Sabato 17 aprile sarà possibile partecipare a un’escursione culturale intorno all’abbazia normanna di Mili, in provincia di Messina. L’evento è organizzato dal Centro Turistico Giovanile di Mili S. Pietro in seno al Coordinamento per la tutela della chiesa normanna di Mili

Mili
Scorcio con la cupola della chiesa di Mili (ME)
L’itinerario

La partenza è prevista entro le ore 9:00, presso la chiesa di S. Maria di Mili. La più antica chiesa normanna della Sicilia. Il percorso andrà poi in direzione di S. Pietro di Mili, di cui sarà possibile visitare la chiesa parrocchiale. Il percorso avrà seguito su un’antica mulattiera, risalendo le colline e godendo dei paesaggi mozzafiato che separano la valle di Mili da quella di Larderia. Tramite la mulattiera sarà poi possibile raggiungere i resti della chiesa medievale di S. Giorgio, passando attraverso uliveti millenari e suggestivi scorci sulla vallata e sullo Stretto.

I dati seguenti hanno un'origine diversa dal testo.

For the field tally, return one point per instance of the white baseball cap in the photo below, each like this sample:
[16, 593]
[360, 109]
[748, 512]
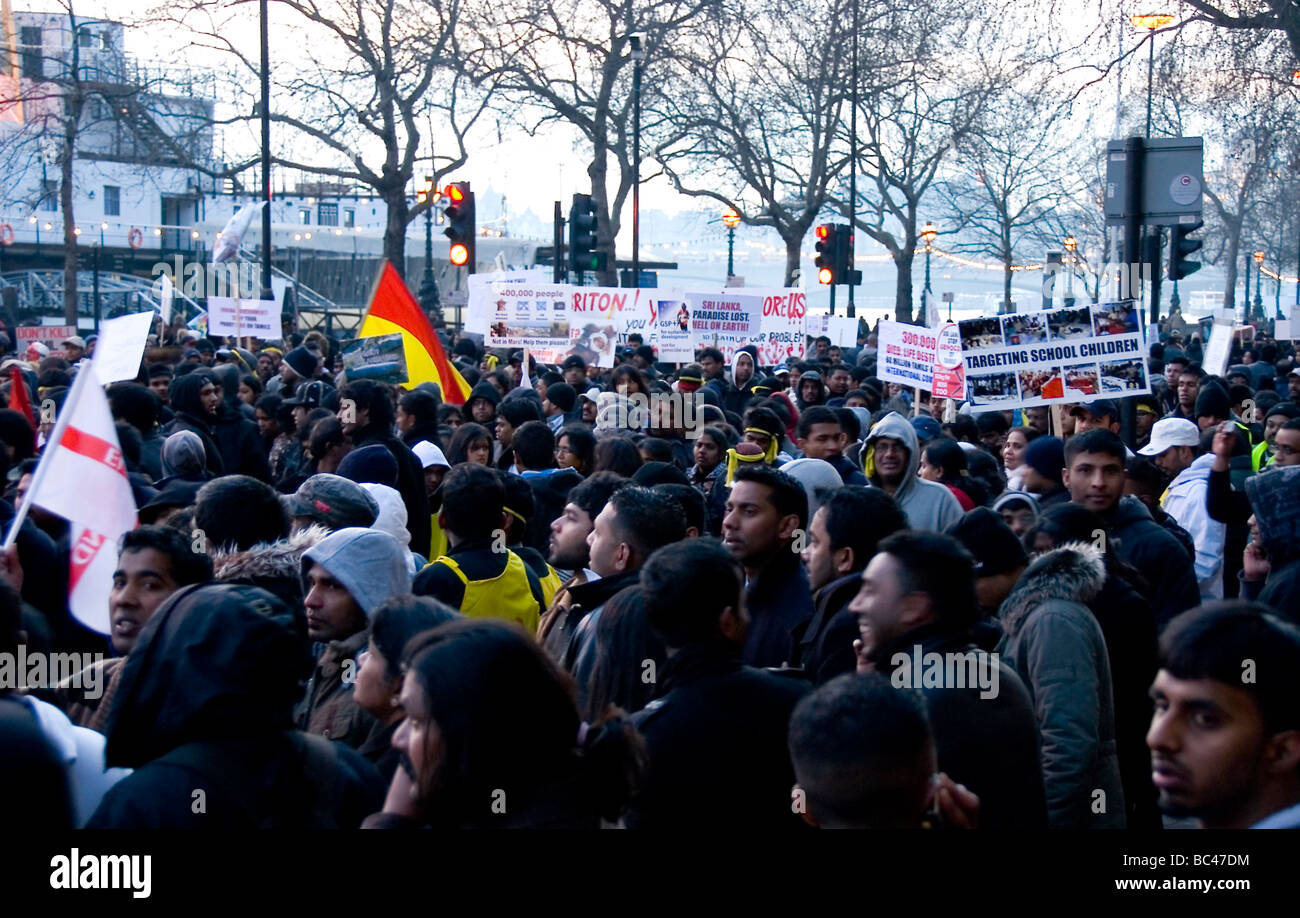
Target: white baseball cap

È prevista una sosta per il pranzo che sarà preparato dal rifugio S. Eustochia e consumato nelle ampie aree esterne del rifugio, sempre nel rispetto del distanziamento sociale e delle normative anti Covid. L’escursione prosegue poi con una tappa presso il Forte Cavalli, in località Monte Gallo. Forte Cavalli è una fortificazione di fine ‘800 posta a guardia dello Stretto di Messina, un luogo estremamente suggestivo dal quale è possibile ammirare paesaggi straordinari. 

Mili
Forte Cavalli, Messina
Informazioni utili

Lunghezza: 6,5 km; quota: 199-315 m s.l.m.; difficoltà: E (media); quota di partecipazione: 10 euro.

Il rientro presso il punto di raduno di partenza è previsto entro le ore 18:00.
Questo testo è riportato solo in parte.